At the heart of the Olympics’ founding belief of uniting athletes from all backgrounds is diversity and, as someone who was subjected to and endured substantial racial bias throughout her career, even in the realms of sponsorships and endorsements, Kristi Yamaguchi reveals why elevating diversity standards is crucial to future Games and the concept of equality between men’s and women’s sports.

“[Diversity is] what our country is made up of,” started Yamaguchi. “I think it’s just showing… That no matter who you are or what your background is, you can achieve greatness like this. You can dream it. You can go after it.”

The addition of diversity within sports and the ascension of women sports in the current landscape is a trend that has Yamaguchi genuinely excited. And she believes that right now is a "really exciting time in women's sports," with athletes like Caitlin Clark — who might compete in the Games — making headlines in the news.

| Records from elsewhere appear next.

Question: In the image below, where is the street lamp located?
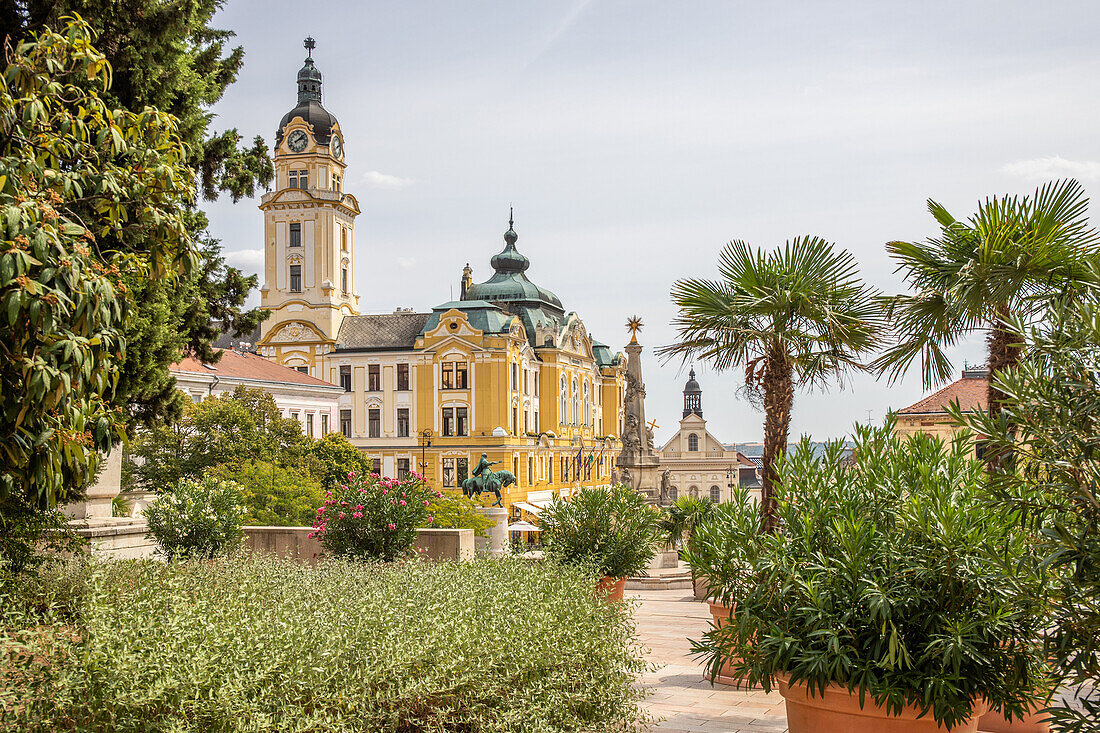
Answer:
[416,428,431,475]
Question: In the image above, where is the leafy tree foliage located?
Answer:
[124,387,312,491]
[428,491,493,537]
[206,460,323,527]
[0,0,274,425]
[659,237,884,529]
[954,294,1100,732]
[306,433,371,493]
[0,20,194,524]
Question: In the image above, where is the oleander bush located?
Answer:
[144,475,245,562]
[309,471,435,561]
[693,422,1048,727]
[539,484,661,578]
[683,486,763,604]
[0,554,646,733]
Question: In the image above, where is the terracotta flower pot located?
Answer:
[692,576,707,601]
[978,703,1051,733]
[777,675,989,733]
[706,601,760,690]
[596,576,626,603]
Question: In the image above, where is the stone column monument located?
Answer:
[474,506,508,557]
[616,316,661,503]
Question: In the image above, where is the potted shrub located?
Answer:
[309,471,442,562]
[661,496,714,600]
[693,423,1045,733]
[539,485,660,601]
[684,486,761,686]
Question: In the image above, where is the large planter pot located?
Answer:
[978,703,1051,733]
[596,576,626,603]
[777,676,989,733]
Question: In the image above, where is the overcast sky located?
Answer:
[202,0,1100,442]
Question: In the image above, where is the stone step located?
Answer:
[626,572,692,590]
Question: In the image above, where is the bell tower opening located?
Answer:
[684,367,703,417]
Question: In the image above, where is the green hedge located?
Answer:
[0,555,645,733]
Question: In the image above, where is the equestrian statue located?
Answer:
[462,453,516,506]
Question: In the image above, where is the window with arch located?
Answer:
[558,375,569,425]
[573,379,581,425]
[584,382,592,425]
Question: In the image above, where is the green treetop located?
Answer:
[0,20,195,510]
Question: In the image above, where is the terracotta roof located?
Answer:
[898,376,989,415]
[172,349,339,389]
[213,326,260,352]
[337,311,431,351]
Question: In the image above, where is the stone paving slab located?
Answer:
[626,590,787,733]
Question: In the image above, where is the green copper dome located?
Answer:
[462,218,565,346]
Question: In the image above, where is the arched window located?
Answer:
[573,380,581,425]
[558,375,569,425]
[584,382,592,425]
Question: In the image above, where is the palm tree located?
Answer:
[873,179,1097,466]
[660,237,884,532]
[661,496,714,549]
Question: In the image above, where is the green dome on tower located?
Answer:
[462,210,565,346]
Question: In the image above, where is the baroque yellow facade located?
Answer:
[256,46,626,515]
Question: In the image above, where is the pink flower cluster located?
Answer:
[309,464,443,543]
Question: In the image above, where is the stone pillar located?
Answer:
[616,333,661,504]
[475,506,508,557]
[62,446,122,519]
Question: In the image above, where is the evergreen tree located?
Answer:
[0,0,274,427]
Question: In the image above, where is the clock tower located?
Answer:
[256,39,359,378]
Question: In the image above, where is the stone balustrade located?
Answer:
[242,527,474,562]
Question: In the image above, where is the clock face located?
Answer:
[286,130,309,153]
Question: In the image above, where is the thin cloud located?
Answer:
[361,171,416,190]
[523,0,592,68]
[1001,155,1100,180]
[224,250,264,272]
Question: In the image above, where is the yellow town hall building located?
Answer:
[256,42,626,514]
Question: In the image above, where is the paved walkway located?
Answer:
[626,590,787,733]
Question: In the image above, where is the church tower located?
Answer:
[684,367,703,417]
[256,39,360,378]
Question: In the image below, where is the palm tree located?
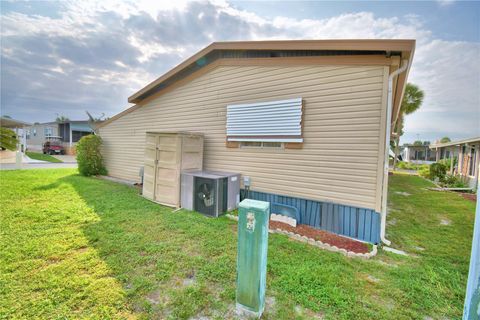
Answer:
[0,127,18,151]
[393,83,424,170]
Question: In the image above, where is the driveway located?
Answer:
[0,162,77,170]
[52,154,77,163]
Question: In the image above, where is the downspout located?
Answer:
[380,60,408,246]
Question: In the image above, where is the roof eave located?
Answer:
[128,39,415,103]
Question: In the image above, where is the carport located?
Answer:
[0,117,31,168]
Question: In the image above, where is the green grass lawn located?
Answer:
[26,151,63,162]
[0,169,474,319]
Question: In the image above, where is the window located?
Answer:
[227,98,303,143]
[240,141,283,149]
[43,127,53,137]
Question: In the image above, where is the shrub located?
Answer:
[77,135,107,176]
[429,162,447,181]
[442,175,469,188]
[418,166,430,179]
[438,157,457,169]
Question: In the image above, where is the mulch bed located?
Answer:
[270,221,369,253]
[460,193,477,202]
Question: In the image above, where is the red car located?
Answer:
[42,138,65,154]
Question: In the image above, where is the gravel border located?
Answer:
[226,214,378,259]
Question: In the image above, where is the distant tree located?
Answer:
[55,113,70,123]
[85,111,106,134]
[0,127,18,150]
[393,83,425,170]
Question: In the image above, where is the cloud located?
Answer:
[437,0,455,7]
[0,1,480,141]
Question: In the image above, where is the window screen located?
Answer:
[227,98,303,142]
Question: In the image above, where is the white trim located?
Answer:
[228,137,303,142]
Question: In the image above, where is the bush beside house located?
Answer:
[77,135,107,176]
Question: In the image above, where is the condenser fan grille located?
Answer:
[197,183,215,207]
[194,177,228,217]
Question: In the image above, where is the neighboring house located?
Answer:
[25,120,93,153]
[98,40,415,243]
[0,117,31,152]
[402,144,436,164]
[430,137,480,189]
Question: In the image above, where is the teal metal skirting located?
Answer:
[241,190,380,243]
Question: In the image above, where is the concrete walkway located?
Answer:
[0,162,77,170]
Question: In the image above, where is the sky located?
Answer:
[0,0,480,143]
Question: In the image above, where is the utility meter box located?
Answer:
[236,199,270,317]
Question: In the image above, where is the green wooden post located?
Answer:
[236,199,270,317]
[463,190,480,320]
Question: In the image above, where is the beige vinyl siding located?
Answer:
[100,65,388,210]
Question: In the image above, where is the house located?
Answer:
[430,137,480,189]
[402,144,436,164]
[98,40,415,243]
[25,120,93,154]
[0,117,31,151]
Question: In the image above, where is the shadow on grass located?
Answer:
[58,175,242,318]
[57,175,420,319]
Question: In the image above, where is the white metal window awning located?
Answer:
[227,98,303,142]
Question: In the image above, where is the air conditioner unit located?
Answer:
[181,171,240,217]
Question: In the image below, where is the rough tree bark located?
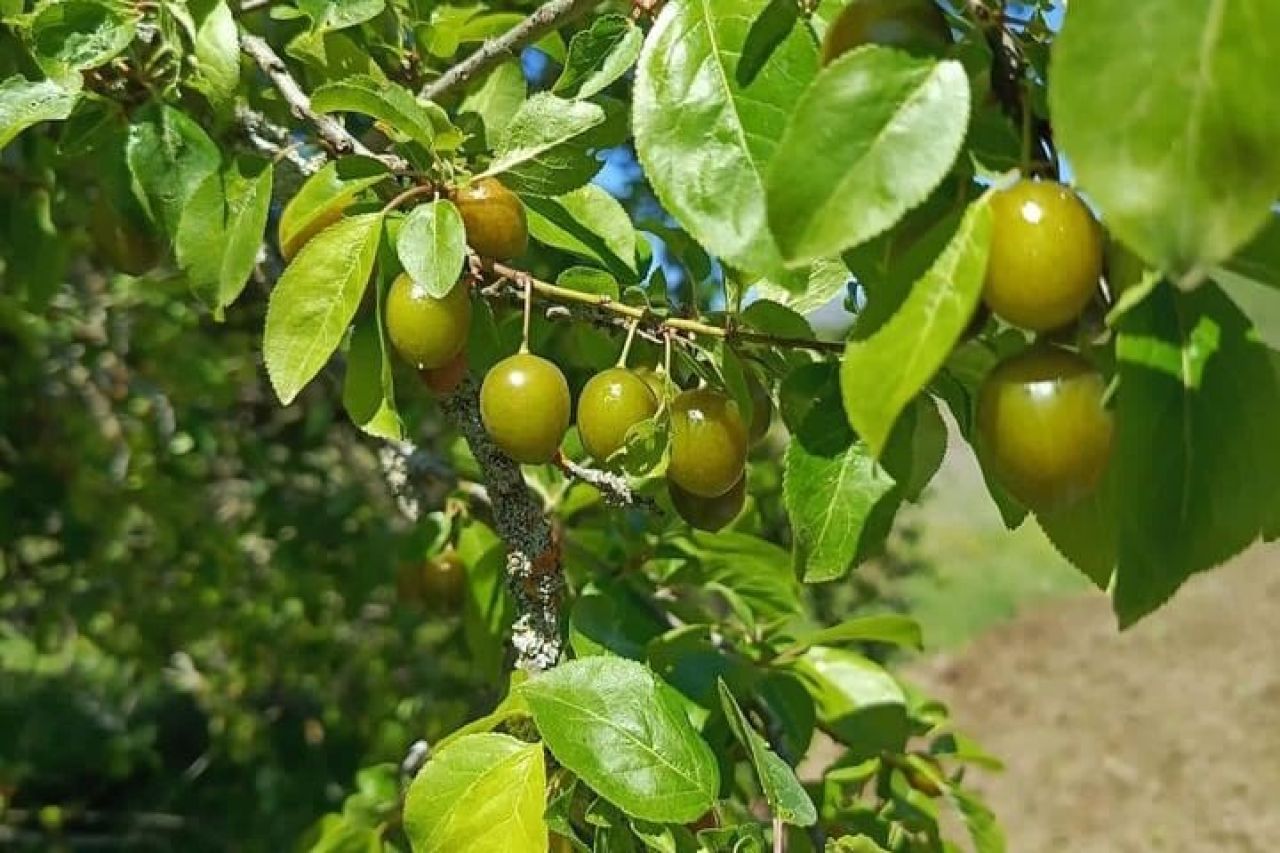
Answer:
[440,377,564,672]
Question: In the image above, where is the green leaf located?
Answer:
[520,657,719,824]
[278,158,390,257]
[125,105,221,234]
[739,298,817,341]
[1048,0,1280,277]
[435,686,530,752]
[1036,465,1120,589]
[552,14,644,99]
[342,308,404,442]
[525,183,636,282]
[1212,215,1280,350]
[556,266,620,300]
[1112,284,1280,625]
[404,734,548,853]
[753,259,852,308]
[458,521,515,680]
[0,74,81,149]
[195,0,239,106]
[311,74,435,147]
[840,196,991,457]
[396,199,467,298]
[297,0,387,32]
[767,46,969,265]
[262,213,383,405]
[305,815,383,853]
[484,92,604,196]
[174,158,273,314]
[947,785,1005,853]
[632,0,818,274]
[288,28,387,86]
[717,679,818,826]
[778,613,924,657]
[29,0,137,76]
[823,835,887,853]
[782,441,895,584]
[736,0,800,86]
[788,646,910,761]
[458,60,527,140]
[1224,213,1280,289]
[672,530,800,619]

Caitlin Clark during the 2024 final four

“I heard the women’s Final Four had higher viewership than the men’s, and I was like, ‘Oh my goodness! We’re getting there,'" she reflected. “That’s only going to happen when there are incredible spotlights shined on athletes like Caitlin and others, who are breaking barriers and boundaries, and showing what’s possible out there."

But how does figure skating stack up, in terms of diversity? "I think figure skating in whole, especially within the United States, is trying to encourage and support diversity within its sport and make sure it becomes more accessible to everyone out there,” states Yamaguchi. “I think there’s still a lot of work to be done [within diversity], but at least it’s at top of mind for people.”

Did Kristi Yamaguchi win an Olympic medal?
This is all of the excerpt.